Immigration into Britain has surged to a new high, according to data released on Thursday, an unwelcome record for a government that is divided internally about how to manage migration policy more than two years after Brexit gave it full control over who can legally enter the country.
The new statistics showed that net migration rose to 606,000 in 2022, underscoring the dilemma confronting Prime Minister Rishi Sunak, who faces growing political pressure to curb the number of arrivals even as he tries to revive a sluggish economy hampered by labor shortages.
Though the number was lower than many had expected, the upward trend in immigration has stirred tensions at the highest reaches of the government of Mr. Sunak, whose Conservative Party has been in power for 13 years but has failed to meet successive promises to reduce the numbers of people entering the country.
Mr. Sunak and his supporters could point to signs that the most recent figures were swelled by circumstances unlikely to be repeated: Britain admitted almost 160,000 people from Ukraine and Hong Kong in the period they cover, suggesting that a significant portion of the uplift is temporary.

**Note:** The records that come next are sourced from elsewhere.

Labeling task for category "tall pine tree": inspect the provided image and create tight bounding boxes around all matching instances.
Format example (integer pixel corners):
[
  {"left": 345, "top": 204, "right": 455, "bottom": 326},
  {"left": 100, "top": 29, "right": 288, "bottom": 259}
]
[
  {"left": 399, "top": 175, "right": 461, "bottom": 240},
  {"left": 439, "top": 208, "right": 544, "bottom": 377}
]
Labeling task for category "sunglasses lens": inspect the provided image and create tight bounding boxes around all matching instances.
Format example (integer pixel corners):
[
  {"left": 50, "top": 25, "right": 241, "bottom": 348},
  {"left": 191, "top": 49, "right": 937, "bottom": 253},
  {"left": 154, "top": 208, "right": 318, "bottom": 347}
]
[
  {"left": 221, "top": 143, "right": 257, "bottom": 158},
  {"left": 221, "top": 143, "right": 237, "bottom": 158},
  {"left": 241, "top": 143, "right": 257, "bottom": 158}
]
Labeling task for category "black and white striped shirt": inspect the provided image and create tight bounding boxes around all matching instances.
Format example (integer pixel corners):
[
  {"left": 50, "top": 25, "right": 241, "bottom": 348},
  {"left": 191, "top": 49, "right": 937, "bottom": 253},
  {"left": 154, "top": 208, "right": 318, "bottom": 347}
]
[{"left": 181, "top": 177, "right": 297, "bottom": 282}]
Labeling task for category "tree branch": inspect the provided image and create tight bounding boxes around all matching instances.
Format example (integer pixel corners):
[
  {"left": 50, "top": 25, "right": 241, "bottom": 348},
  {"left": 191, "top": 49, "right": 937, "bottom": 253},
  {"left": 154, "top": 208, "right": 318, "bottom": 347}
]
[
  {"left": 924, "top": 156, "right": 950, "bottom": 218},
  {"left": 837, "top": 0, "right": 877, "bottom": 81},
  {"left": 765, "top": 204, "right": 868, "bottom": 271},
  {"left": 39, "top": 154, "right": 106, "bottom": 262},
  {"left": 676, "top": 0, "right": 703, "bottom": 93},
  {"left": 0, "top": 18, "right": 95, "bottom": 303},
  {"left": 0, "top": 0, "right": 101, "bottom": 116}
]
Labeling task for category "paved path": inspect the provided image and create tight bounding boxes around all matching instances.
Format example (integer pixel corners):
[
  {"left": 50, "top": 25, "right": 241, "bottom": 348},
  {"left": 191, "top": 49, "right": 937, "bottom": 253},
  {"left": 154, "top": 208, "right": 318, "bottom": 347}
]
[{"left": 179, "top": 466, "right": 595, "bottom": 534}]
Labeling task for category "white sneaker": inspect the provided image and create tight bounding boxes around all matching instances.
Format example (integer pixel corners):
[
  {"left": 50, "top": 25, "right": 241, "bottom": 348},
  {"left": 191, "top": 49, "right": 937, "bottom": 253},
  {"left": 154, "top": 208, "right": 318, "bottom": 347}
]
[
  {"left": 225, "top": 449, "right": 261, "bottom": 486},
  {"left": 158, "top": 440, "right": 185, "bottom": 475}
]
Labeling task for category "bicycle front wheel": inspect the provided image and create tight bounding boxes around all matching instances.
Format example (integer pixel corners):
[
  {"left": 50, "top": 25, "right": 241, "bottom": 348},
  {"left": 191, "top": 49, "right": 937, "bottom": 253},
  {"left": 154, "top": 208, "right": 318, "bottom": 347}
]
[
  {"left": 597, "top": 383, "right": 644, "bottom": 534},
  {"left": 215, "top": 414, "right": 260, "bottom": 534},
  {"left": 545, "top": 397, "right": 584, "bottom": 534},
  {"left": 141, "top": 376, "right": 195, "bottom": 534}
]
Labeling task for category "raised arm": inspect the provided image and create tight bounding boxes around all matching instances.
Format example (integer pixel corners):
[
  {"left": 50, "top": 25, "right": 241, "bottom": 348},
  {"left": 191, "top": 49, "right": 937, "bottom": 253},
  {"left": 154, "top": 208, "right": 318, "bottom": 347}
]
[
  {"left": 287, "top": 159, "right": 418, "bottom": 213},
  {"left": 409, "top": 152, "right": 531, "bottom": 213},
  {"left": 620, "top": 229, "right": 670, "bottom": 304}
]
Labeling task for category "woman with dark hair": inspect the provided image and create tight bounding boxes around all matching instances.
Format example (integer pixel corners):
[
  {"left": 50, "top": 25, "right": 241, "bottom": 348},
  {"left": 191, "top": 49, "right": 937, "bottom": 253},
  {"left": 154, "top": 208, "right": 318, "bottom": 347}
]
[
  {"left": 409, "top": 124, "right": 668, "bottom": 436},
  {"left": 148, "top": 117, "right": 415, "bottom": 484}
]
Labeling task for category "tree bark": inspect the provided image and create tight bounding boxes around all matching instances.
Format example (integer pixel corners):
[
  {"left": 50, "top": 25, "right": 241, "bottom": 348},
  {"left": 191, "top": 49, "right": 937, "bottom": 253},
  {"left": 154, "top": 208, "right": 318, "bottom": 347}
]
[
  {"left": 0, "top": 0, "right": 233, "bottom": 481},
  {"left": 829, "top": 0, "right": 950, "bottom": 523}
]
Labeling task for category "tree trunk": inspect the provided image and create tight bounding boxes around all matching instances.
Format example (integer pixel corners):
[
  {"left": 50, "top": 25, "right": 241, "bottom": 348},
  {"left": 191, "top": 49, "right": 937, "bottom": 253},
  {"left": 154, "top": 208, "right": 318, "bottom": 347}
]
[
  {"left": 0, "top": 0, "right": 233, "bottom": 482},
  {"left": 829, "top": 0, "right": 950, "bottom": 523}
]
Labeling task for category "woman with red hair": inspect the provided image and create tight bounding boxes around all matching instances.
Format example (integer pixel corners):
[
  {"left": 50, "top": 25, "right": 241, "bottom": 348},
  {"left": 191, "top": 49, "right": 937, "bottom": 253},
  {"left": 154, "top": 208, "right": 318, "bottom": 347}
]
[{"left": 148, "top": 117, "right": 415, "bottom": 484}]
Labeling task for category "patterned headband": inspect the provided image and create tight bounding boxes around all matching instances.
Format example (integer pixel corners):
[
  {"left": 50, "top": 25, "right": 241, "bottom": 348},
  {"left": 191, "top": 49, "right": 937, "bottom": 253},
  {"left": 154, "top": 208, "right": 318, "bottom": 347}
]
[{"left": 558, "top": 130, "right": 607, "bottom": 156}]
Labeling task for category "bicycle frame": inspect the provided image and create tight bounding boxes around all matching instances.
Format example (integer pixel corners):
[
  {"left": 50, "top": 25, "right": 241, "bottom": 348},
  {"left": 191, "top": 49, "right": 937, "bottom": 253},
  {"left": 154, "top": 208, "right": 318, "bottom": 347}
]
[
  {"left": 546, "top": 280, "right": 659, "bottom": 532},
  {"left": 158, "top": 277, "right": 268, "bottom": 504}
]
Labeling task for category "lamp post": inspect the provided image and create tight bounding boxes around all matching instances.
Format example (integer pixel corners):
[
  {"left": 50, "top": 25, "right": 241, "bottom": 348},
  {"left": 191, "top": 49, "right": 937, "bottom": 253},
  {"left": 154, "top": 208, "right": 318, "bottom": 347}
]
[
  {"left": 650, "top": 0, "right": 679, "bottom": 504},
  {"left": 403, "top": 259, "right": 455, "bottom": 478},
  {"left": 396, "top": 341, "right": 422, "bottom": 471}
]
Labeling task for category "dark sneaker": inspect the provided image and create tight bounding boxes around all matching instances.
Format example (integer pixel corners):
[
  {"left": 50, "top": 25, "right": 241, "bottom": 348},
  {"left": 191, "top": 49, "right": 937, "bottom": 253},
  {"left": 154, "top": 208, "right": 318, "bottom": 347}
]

When Britons voted in a referendum to leave the European Union in 2016, Brexit campaigners promised to “take back control” of the country’s frontiers, a pledge that was widely assumed to mean that immigration would fall, but the new figures show net migration is now slightly less than double its pre-Brexit peak.
The cabinet minister responsible for migration, Suella Braverman, is a hawk on the issue, and she has appeared to criticize her government’s policy on the question; last year said she wanted net migration numbers to fall below 100,000 a year.
Her comments have even raised speculation that Ms. Braverman might resign over immigration policy and try to position herself as a potential successor to Mr. Sunak if the Conservatives lose the next general election, expected to take place next year.
Beneath the political tensions lie a striking change in the profile of immigrants since post-Brexit rules came fully into force in January 2021, the date at which E.U. citizens lost the automatic right to work in Britain and faced the same visa restrictions as other nationalities.
Since then, the number of Eastern Europeans entering Britain has dwindled to a trickle while British employers have increasingly recruited from India, Nigeria, Pakistan and the Philippines, as well as other non-European nations.
Britain has also offered asylum to a significant number of refugees from Ukraine, Hong Kong and Afghanistan, prompting the increase in the numbers. Legal immigration climbed to 504,000 — its highest number before Thursday — for the 12 months between June 2021 and June 2022.
In general, opinion polls have showed the public to be less concerned about legal migration in the years after the Brexit vote, though since becoming prime minister last fall, Mr. Sunak has put a focus on tackling illegal immigration and stopping the flow of asylum seekers crossing the English Channel from France on small boats.
Alarm about rising legal immigration has been growing among lawmakers in Mr. Sunak’s Conservative Party, and when he was challenged on the issue last week, he admitted that the numbers were “too high.”
In an effort to pre-empt Thursday’s announcement, the government announced earlier this week that it would prevent thousands of international students from bringing family members with them into the country.